Take an Alabaster Fighting Stallion (they were common in those days), strip off what little grey shadings there were (nail polish remover!) and leave the pink. These photos don't show it but the sheath is pink. If you look closely enough you can see the remains of hoof pads! Take a can of silver spray paint and let most of the freon out (by spraying with it upside down). The paint then comes out in blurts and splatters, dribs and gobbets, making for a satisfactory if not authentic reproduction of those most revered model horses, the fabulous metallic Decorators. Handpaint the places that need it and run some polishing, smoothing factor (probably sandpaper) over the areas that got too much paint. I did not have any gloss coating back then.
It's entirely possible he was my original White Fighter and got demoted when he broke his ear (honestly I've no idea how that happened). A replacement might've been too perfect to destroy, so I kept the newcomer (today I have a great Alabaster Fighter dating from those years) and may have used the broken one to experiment with. But it's also possible I bought him with painting in mind from the start. The first flush of eager experimentation was successful: that's all that mattered. In this case that excitement went on to form a hobby artist who has lasted 40+ years,... although it took until 2018, and NaMoPaiMo, before I seriously painted horses again! With NMPM to guide me, today I inked initials on him:
It should be clear we don't really have a year pinned down for the Silver Dapple Fighter; but a good educated guess is 1981.

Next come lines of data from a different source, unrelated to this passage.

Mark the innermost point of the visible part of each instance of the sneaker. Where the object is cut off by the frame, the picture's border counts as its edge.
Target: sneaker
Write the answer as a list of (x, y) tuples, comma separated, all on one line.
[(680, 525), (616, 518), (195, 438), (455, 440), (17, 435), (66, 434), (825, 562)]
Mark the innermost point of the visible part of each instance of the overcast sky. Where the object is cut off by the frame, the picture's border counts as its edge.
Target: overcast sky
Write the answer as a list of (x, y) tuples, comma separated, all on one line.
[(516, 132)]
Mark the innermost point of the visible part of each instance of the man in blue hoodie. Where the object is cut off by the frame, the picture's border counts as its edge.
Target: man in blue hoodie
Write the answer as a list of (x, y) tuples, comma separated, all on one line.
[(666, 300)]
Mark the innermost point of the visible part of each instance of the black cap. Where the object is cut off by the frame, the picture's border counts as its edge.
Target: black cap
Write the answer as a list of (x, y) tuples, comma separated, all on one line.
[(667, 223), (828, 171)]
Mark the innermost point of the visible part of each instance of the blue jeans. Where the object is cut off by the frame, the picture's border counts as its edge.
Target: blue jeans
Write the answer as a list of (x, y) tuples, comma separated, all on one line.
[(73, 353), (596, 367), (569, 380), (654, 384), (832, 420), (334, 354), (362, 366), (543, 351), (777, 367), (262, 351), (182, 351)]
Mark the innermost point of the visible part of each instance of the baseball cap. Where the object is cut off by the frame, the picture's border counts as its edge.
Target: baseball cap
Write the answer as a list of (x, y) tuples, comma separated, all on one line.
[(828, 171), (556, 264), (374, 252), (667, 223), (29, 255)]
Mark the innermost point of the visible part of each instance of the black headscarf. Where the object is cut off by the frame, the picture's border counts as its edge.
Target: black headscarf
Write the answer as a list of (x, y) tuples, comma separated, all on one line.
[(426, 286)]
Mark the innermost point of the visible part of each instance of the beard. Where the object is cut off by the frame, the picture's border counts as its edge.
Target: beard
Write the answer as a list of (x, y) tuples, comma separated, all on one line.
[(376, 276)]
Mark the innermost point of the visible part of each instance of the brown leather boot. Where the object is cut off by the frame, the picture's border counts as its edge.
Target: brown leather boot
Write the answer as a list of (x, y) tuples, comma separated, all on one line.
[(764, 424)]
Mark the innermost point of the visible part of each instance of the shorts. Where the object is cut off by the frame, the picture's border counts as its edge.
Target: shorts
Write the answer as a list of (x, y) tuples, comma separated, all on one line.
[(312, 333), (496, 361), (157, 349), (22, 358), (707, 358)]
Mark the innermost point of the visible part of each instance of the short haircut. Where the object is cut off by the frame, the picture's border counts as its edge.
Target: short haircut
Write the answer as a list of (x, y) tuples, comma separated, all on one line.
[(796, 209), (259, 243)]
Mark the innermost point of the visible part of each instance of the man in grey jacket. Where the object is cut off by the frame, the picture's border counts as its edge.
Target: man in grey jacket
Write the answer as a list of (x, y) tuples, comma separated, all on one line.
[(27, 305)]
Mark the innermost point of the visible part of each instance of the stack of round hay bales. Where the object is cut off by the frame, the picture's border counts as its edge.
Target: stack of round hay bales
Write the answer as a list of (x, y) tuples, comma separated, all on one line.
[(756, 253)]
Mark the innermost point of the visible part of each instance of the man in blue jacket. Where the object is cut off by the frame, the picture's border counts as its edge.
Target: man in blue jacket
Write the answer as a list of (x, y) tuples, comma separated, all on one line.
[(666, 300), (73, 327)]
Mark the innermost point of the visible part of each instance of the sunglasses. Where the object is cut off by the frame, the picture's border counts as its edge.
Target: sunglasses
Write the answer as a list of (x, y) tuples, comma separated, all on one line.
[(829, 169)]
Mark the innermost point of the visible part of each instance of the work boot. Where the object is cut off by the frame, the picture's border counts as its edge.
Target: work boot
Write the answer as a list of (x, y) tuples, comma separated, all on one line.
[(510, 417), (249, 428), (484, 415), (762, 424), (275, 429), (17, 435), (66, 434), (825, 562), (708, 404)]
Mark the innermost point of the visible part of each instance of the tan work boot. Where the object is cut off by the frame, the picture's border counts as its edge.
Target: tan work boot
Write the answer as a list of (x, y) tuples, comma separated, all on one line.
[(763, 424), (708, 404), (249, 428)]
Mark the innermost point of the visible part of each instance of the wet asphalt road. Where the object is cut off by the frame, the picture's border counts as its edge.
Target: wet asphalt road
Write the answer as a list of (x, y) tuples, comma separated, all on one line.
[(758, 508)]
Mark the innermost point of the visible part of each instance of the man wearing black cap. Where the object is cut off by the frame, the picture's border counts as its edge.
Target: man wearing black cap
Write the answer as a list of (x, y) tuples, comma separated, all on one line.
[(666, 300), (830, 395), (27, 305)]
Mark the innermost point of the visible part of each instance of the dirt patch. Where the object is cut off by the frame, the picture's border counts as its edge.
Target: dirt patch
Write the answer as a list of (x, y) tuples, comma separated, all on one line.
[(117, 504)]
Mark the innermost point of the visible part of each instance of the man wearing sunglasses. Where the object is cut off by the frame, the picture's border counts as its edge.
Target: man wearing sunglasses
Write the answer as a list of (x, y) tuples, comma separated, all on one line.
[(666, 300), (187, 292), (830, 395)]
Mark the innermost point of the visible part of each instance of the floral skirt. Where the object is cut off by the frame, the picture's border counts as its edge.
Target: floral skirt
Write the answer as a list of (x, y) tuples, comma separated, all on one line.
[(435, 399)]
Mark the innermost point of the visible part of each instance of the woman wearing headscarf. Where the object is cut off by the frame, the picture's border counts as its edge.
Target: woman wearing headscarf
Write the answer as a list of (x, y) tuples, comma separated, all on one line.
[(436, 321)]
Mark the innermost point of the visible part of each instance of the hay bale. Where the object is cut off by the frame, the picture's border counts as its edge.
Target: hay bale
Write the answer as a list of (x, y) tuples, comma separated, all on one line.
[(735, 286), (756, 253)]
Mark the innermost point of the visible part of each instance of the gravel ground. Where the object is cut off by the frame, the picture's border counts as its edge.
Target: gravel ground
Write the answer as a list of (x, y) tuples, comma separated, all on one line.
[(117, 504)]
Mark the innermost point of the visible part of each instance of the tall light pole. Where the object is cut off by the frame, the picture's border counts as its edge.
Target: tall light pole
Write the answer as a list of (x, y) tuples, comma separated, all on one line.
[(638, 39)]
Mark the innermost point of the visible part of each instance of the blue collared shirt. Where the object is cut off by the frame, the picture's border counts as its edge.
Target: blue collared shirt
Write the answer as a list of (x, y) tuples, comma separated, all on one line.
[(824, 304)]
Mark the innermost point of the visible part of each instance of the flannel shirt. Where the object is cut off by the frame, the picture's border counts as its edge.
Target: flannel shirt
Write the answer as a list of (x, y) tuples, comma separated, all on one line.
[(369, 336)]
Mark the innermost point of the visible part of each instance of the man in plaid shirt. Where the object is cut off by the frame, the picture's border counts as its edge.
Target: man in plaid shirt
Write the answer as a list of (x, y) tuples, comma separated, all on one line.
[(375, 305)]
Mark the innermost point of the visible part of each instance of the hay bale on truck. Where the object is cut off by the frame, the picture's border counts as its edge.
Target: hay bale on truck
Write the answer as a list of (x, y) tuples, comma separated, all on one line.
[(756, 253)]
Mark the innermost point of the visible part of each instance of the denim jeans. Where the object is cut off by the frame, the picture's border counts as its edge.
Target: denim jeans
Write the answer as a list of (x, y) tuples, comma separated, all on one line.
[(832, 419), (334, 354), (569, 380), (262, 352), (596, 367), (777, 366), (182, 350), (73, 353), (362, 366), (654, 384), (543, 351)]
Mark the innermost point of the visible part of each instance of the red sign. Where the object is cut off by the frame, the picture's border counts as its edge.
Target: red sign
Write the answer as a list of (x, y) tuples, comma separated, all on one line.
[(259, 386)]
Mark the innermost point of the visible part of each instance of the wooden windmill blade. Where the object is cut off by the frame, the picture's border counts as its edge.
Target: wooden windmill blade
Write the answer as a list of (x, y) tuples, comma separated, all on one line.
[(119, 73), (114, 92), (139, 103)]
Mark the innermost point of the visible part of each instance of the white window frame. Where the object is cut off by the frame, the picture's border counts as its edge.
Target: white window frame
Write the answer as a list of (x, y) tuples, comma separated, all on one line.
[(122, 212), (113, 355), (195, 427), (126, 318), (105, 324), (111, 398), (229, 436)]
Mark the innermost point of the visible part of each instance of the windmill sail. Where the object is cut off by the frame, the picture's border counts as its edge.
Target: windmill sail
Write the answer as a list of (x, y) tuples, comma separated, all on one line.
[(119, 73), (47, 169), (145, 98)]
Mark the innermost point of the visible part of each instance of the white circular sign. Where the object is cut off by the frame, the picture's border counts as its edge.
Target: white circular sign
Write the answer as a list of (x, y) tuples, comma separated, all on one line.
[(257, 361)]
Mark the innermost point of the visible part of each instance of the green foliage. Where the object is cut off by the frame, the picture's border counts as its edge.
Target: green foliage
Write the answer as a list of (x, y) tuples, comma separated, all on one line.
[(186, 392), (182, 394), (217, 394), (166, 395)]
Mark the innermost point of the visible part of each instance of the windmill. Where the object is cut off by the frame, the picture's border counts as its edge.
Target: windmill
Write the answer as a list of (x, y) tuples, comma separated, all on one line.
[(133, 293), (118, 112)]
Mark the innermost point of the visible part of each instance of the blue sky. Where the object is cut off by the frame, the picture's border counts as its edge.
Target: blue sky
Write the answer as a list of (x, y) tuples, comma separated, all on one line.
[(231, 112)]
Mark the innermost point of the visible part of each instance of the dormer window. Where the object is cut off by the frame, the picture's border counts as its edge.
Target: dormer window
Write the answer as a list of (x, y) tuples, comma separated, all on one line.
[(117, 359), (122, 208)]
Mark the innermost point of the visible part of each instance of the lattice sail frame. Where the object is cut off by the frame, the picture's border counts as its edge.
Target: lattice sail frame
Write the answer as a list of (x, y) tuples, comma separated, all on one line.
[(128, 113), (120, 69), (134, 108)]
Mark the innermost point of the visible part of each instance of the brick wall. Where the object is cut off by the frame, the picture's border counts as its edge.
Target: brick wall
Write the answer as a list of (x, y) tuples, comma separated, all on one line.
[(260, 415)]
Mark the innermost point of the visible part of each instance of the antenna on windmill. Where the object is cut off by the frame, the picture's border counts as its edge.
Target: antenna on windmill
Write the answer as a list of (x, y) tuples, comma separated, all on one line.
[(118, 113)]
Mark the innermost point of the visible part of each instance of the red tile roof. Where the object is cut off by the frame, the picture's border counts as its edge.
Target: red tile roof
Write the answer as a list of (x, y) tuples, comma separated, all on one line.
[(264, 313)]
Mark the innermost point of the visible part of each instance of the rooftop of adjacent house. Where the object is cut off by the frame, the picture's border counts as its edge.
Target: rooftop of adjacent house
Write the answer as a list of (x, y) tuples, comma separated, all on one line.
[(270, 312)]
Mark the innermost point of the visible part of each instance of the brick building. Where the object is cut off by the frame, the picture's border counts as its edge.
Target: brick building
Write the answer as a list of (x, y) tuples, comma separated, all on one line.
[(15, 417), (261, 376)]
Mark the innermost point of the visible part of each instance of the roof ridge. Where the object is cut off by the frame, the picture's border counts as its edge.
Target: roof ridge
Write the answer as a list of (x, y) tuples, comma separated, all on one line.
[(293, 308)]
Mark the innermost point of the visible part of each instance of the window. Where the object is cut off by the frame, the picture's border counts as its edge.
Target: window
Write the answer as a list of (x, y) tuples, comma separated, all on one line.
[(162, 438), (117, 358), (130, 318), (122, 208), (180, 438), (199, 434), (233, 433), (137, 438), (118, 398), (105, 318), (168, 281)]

A logical question is how many more of these surprises are there to uncover!? Heh! There's the mentioned-but-long-lost gold-dapple FAF (you'd know that one by his much-worn-down off fore hoof); and there's a TSII-saddled buckskin Stock Horse Mare on the Tucson mantle, but she is seriously ugly 😄 no desires there! Every horse from those ancient days has either been dispersed long since or is with me now. This one was an exception, sitting in the basement of Fox Hills, unwanted, quietly absorbing, suspended. He was present during my Mom's last times there, but it's more than her; it's the house itself I can hardly bear to let go of. For once, I am not strong enough to want him; it's too painful; I have other horses to do this job. The house's fate is his fate.
The best thing that could happen would be for him to go to a new generation that was trying to capture hobby history yet enjoyed pieces for their own sake. Tell me a story, make me an offer. I can help with the postage.
What a story, Sue! As someone who has cleaned out her parents' home and then sold it, I am with you every step of this journey. I hope he finds a new home with someone who will cherish the rich history he brings with him. And I hope you include the story you have written here when you send him off. Lynn
ReplyDeleteThank you all. He has found a new owner now.